Death by Content: How Press Release Abuse Killed Public Relations

In the not too distant past, the sole purpose of a press release was to

Stack of Newspapers

provide journalists with information likely to be of interest to the public; containing what media sources still call “news value.”

Prior to fax machines, paper press releases were delivered by human messengers to major wire services such as AP, UPI and Dow Jones, which in turn communicated the information to their subscribing media outlets over a broadtape machine – which was much like a financial ticker tape, but used a much wider roll of paper. For non-daily news sources such as magazines, press releases were often sent through the US Mail. Regardless of how they were delivered, press releases served an important role in mass communication.

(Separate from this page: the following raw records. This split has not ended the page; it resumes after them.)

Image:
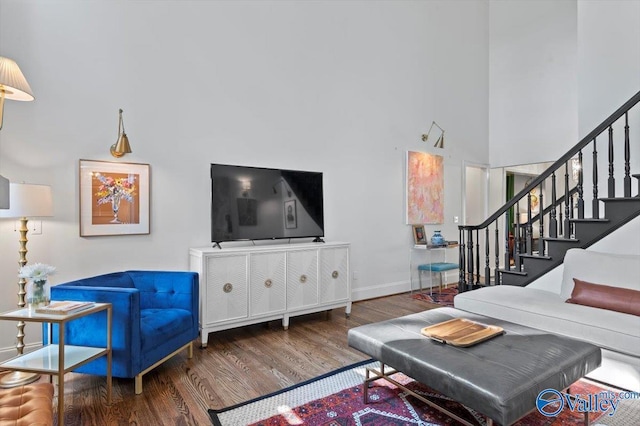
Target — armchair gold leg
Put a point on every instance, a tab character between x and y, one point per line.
138	378
138	384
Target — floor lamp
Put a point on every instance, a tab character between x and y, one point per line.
25	200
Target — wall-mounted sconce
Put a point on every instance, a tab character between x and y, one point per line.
440	141
122	146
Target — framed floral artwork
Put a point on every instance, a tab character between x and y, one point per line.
114	198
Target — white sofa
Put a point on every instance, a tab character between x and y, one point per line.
544	307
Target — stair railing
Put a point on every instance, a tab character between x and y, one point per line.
555	221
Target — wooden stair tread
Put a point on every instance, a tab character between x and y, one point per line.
563	240
589	220
535	256
513	272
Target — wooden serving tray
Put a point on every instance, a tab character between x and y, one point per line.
461	332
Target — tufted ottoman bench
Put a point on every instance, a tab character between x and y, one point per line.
27	405
500	378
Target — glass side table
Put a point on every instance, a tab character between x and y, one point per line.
58	359
430	259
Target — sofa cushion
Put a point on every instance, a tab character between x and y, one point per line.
162	324
547	311
616	270
605	297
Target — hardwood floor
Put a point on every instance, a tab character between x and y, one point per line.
237	365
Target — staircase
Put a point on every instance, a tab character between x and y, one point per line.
504	250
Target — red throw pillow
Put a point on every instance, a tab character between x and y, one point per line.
605	297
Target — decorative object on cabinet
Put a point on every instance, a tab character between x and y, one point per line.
247	285
437	239
121	147
114	198
440	141
38	292
424	188
155	316
27	200
418	234
290	215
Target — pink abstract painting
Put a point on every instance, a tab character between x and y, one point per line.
425	188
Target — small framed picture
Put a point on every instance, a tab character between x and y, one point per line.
114	198
290	216
418	234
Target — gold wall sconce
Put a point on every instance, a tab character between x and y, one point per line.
440	141
121	146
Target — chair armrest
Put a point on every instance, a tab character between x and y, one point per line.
167	289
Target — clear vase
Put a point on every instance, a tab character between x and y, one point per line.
437	239
38	293
115	205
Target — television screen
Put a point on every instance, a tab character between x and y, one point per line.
254	203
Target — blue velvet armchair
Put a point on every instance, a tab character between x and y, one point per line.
155	316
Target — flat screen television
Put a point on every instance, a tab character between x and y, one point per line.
258	203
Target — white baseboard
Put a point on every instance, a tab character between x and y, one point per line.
386	289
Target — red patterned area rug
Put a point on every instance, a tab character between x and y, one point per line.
336	399
444	298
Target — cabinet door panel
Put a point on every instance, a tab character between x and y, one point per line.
226	288
334	274
267	288
302	278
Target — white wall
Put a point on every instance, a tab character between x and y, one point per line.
533	80
345	88
608	59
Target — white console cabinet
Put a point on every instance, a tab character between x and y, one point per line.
246	285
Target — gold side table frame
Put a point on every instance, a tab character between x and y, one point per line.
58	359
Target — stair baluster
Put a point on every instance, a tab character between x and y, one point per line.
497	256
541	224
553	222
517	241
487	254
580	187
477	257
611	193
595	204
470	258
567	208
529	227
507	249
462	272
627	157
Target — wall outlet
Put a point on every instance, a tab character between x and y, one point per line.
34	227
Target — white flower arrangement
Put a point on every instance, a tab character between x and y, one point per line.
36	271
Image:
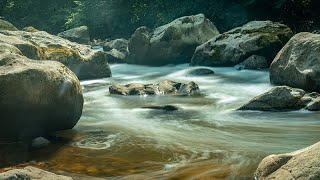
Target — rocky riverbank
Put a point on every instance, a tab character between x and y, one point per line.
41	92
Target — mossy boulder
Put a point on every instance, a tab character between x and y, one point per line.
5	25
36	98
172	43
78	34
81	59
30	29
262	38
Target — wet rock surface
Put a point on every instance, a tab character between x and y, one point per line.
31	173
36	97
165	87
172	43
298	63
283	98
303	164
81	59
262	38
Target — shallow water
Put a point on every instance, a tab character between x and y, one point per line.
206	138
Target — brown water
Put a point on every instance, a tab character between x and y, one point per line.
206	139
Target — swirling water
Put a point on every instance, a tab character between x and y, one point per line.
206	138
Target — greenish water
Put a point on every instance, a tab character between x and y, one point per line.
206	138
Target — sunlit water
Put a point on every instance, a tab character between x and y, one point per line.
206	138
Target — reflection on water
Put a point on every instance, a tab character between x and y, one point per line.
206	138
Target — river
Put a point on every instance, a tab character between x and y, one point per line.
207	138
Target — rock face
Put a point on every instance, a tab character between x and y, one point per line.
262	38
81	59
172	43
201	72
30	29
165	87
36	98
303	164
168	108
29	173
298	63
116	50
78	34
254	62
5	25
283	98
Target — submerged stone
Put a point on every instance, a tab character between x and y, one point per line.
165	87
283	98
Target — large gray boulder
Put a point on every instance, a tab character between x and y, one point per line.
78	34
36	98
166	87
116	50
282	98
31	173
254	62
303	164
172	43
5	25
81	59
298	63
262	38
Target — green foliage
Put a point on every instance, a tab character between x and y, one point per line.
119	18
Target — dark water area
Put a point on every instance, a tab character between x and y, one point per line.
206	138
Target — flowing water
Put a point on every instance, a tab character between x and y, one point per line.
207	138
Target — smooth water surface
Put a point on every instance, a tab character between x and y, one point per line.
206	138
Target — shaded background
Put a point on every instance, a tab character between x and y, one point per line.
119	18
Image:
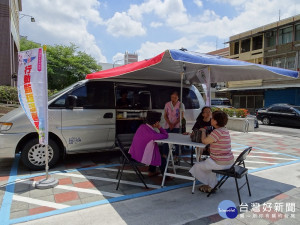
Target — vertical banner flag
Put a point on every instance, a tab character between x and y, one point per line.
204	77
33	90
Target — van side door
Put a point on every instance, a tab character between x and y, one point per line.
91	123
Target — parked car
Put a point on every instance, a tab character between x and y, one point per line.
220	103
84	117
225	103
283	114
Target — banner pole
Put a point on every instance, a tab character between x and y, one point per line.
48	182
46	162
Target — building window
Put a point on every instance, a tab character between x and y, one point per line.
290	63
246	45
297	32
236	48
270	38
257	42
250	102
285	35
284	62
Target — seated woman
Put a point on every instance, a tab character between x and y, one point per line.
143	148
221	156
204	121
204	118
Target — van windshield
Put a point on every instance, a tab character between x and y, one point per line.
64	90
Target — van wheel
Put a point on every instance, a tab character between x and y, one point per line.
33	154
266	121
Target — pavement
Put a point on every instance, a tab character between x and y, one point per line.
86	192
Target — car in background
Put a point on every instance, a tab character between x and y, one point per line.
225	103
220	103
283	114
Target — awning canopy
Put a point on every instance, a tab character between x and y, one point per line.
169	65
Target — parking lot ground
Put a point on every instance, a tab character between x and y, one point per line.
90	180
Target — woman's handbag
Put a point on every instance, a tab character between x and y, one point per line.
196	136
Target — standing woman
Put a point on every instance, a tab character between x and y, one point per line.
221	156
172	118
204	121
204	118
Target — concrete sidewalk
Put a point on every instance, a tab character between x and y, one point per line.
276	190
278	185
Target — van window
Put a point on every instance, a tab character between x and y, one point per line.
161	95
93	95
220	102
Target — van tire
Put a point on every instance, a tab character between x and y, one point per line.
33	154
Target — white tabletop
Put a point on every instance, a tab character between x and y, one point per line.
180	139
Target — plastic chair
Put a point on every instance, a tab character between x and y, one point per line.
237	170
128	160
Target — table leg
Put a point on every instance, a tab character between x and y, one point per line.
172	158
167	163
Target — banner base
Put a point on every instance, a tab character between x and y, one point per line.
46	183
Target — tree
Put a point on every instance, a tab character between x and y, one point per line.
65	64
26	44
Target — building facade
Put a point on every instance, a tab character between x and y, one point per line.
9	40
276	44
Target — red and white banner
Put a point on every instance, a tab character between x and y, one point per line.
33	90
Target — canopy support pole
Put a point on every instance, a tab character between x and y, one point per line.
181	107
208	89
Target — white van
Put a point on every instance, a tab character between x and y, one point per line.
84	117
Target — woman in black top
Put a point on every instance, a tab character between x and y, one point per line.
203	121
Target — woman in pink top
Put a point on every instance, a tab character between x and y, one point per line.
144	149
172	118
221	156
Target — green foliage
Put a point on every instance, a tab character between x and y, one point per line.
8	94
52	92
241	113
65	64
230	112
26	44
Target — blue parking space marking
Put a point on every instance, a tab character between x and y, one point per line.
273	166
9	192
67	171
8	197
96	203
265	150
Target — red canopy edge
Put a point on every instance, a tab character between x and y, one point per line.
118	71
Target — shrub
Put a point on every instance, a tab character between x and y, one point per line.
230	112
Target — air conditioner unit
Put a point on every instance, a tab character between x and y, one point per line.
269	34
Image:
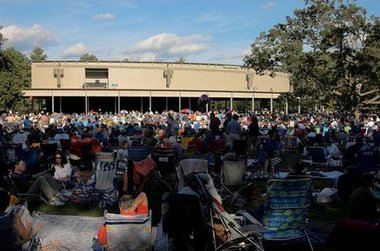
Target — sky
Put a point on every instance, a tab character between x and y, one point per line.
201	31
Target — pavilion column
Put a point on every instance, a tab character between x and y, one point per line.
179	102
118	102
60	104
271	100
141	104
85	102
150	101
286	107
231	101
52	101
115	104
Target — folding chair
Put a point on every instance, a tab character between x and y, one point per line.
31	159
65	145
101	192
233	173
48	151
165	159
367	160
317	156
292	144
10	155
23	196
286	209
129	232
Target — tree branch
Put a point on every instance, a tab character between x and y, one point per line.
361	94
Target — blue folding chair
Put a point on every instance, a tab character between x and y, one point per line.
129	232
286	209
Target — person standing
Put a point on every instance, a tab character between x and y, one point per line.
253	134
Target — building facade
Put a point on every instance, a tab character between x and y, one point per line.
75	86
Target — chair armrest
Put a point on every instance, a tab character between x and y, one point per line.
249	217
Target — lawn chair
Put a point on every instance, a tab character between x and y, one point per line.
165	159
129	232
317	156
367	161
292	144
24	196
286	209
200	206
10	155
99	190
48	151
65	145
232	179
31	159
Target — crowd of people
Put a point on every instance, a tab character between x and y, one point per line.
261	136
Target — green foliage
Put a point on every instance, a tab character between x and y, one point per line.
88	57
331	50
38	54
14	76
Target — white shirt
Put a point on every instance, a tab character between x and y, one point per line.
62	172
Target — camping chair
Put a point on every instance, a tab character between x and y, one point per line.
182	216
129	232
286	209
10	155
48	151
99	191
165	159
317	156
292	144
31	159
65	145
23	196
367	161
240	146
232	175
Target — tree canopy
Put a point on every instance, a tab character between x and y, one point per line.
14	76
330	49
88	57
38	54
181	60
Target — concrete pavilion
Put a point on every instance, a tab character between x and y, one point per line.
76	86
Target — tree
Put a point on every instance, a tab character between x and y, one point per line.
330	49
14	76
88	57
38	54
181	60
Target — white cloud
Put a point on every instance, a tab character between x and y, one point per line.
75	51
166	46
269	5
105	16
27	38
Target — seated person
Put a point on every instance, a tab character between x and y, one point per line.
363	204
31	184
128	207
63	171
348	182
13	230
122	162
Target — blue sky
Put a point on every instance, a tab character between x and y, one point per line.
205	31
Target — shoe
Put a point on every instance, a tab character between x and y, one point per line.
56	202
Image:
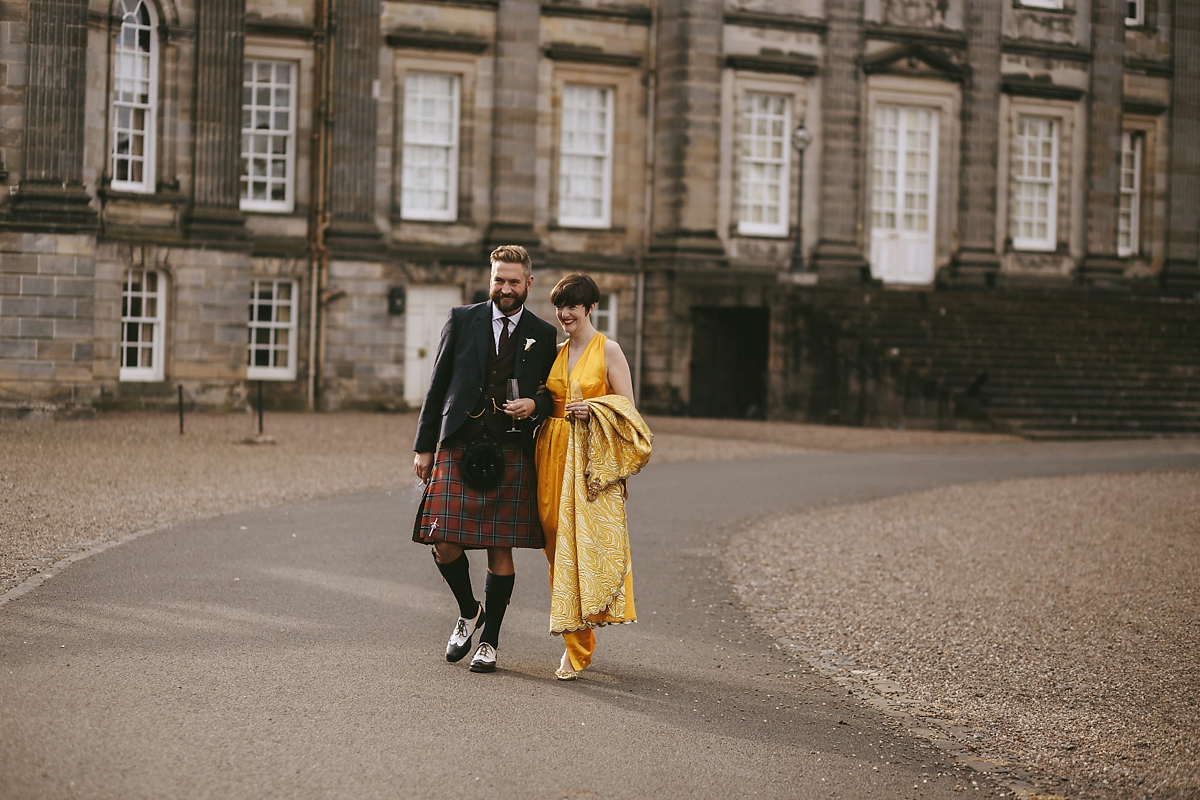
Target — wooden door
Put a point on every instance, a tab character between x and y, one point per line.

But the press release has lost its franchise as an effective communication tool, for two reasons:

  • Online news portals and email killed the underlying functionality of paper press releases as a news dissemination tool. Technology could deliver news faster, and this was a good thing.

  • Press releases became platforms to deliver content that contained little or no news value, and was of no practical value or interest to the press. PR practitioners began using the press release as a marketing and propaganda tool, and this was a bad thing.

Over the past two decades, the sustained volume of press release abuse by PR practitioners – driven in large measure by corporate executives who fail to understand that journalists are not ad hoc members of their company’s Communications Department – has greatly diminished the stature of the public relations profession in the eyes of journalists, and has also reduced the ability of PR pros to leverage the media as a valuable means of securing objective, third-party exposure and validation for their company, product or cause.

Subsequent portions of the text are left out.